Le Premier ministre ukrainien, un jeune juriste au profil discret

Son défi principal sera de ne pas trahir les attentes, ce qui ne sera pas facile.


Samedi 31 Août 2019

Le Premier ministre ukrainien, un jeune juriste au profil discret
Oleksiï Gontcharouk, qui est devenu jeudi à 35 ans le plus jeune Premier ministre ukrainien, est un ancien avocat partisan de réformes économiques libérales, peu connu et avec trois mois d'expérience à peine au sein du pouvoir.
Après des semaines d'intenses consultations, le nouveau président Volodymyr Zelensky, lui-même novice en politique et plus jeune chef de l'Etat ukrainien à 41 ans, a officiellement proposé jeudi aux députés du nouveau Parlement, qui lui est acquis après la victoire de son parti aux législatives en juillet, de nommer M. Gontcharouk comme Premier ministre.
Avec une rapidité inédite pour la politique ukrainienne, les députés ont approuvé, au premier jour de leur travail, la nomination de cet ancien associé dans une firme juridique.
"Nous avons plus de 10 millions de personnes vivant sous le seuil de pauvreté (...) Nous avons une guerre dans l'Est.
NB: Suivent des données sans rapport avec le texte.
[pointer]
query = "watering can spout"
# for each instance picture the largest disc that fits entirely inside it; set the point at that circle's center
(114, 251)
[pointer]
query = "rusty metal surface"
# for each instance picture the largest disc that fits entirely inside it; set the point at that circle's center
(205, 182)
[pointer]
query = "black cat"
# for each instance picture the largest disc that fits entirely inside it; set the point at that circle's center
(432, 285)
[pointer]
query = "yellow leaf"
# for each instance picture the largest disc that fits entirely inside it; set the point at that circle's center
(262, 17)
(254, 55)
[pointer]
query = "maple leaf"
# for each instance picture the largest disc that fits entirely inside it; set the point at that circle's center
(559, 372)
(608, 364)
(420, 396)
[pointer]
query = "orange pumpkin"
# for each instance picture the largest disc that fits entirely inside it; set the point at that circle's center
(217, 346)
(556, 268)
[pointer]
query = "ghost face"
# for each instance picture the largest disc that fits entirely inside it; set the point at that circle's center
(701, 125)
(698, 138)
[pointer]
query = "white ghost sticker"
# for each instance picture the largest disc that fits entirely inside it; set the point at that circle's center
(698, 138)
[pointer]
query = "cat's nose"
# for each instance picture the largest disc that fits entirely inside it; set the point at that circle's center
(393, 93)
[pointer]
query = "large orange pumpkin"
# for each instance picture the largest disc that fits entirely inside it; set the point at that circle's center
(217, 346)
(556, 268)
Et en plus, nous avons la corruption. Il faut y mettre fin et nous allons le faire. Le nouveau gouvernement ne va pas voler", a lancé M. Gontcharouk avant le vote, sous les applaudissements de l'Hémicycle.
Sa nomination s'inscrit dans le contexte de l'arrivée massive de nouveaux visages dans les sphères du pouvoir en Ukraine, après l'élection triomphale en avril de M. Zelensky sur la promesse de "casser le système".
"Une nouvelle génération est arrivée au pouvoir", a souligné jeudi M. Gontcharouk devant les députés.
Qualifié de "bourreau de travail", il a été nommé fin mai comme chef adjoint de l'administration présidentielle en charge des questions économiques. Il accompagnait le chef de l'Etat lors des rencontres à ce sujet.
"Les changements pour le mieux vont bientôt s'accélérer considérablement (...) Restez à l'écoute!", a-t-il écrit sur sa page Facebook la semaine dernière en publiant une photo de sa poignée de main avec le président de la Banque mondiale, David Malpass, alors en visite à Kiev.
Barbu et moustachu, M. Gontcharouk a dirigé pendant quatre ans le centre d'analyse BRDO à Kiev, financé par l'Union européenne et dont les activités visent à améliorer le climat des affaires en Ukraine.
Une source ukrainienne haut placée qui a collaboré avec lui à cette époque a décrit son expérience comme "modérément positive", notant son caractère "proactif" et ses efforts pour simplifier les méandres de l'administration.
Ambitieux, M. Gontcharouk a une vision "bien structurée" et "détermine bien les priorités pouvant donner un bon résultat", a indiqué cette source à l'AFP. Il semble toutefois "se concentrer uniquement sur les victoires faciles, en évitant des problèmes plus compliqués".
A la tête du gouvernement, M. Gontcharouk sera confronté à des défis titanesques dans cette ex-république soviétique, l'un des pays les plus pauvres d'Europe, rongé par la corruption et confronté à une guerre avec des séparatistes prorusses dans l'Est, qui a fait environ 13.000 morts.
"Son défi principal sera de ne pas trahir les attentes, ce qui ne sera pas facile", souligne auprès de l'AFP Oleksandre Parachtchiï, analyste de la banque d'investissements Concorde Capital à Kiev.
Considéré comme partisan d'une politique économique libérale, M. Gontcharouk a plaidé en faveur de la poursuite de la coopération avec le Fonds monétaire international, dont l'aide financière est cruciale et conditionnée à l'application de mesures très impopulaires, comme la hausse de la facture du gaz.
Dans une de ses rares interviews, il s'est dit favorable à l'annulation du moratoire sur la vente des terres agricoles ukrainiennes, très fertiles. Particulièrement attendue par les investisseurs et créanciers occidentaux, cette mesure est extrêmement mal vue par la population dont 68% y est opposée, selon un récent sondage.
Diplômé de droit et d'administration publique, M. Gontcharouk, qui a fait ses études en Ukraine, dispose d'un soutien sans précédent de la majorité parlementaire et de la présidence, mais sa marge de manoeuvre personnelle reste limitée.
Il "ne pourra pas être un Premier ministre indépendant, même s'il le souhaite, faute de disposer de sa propre base politique", résume l'analyste politique Volodymyr Fessenko.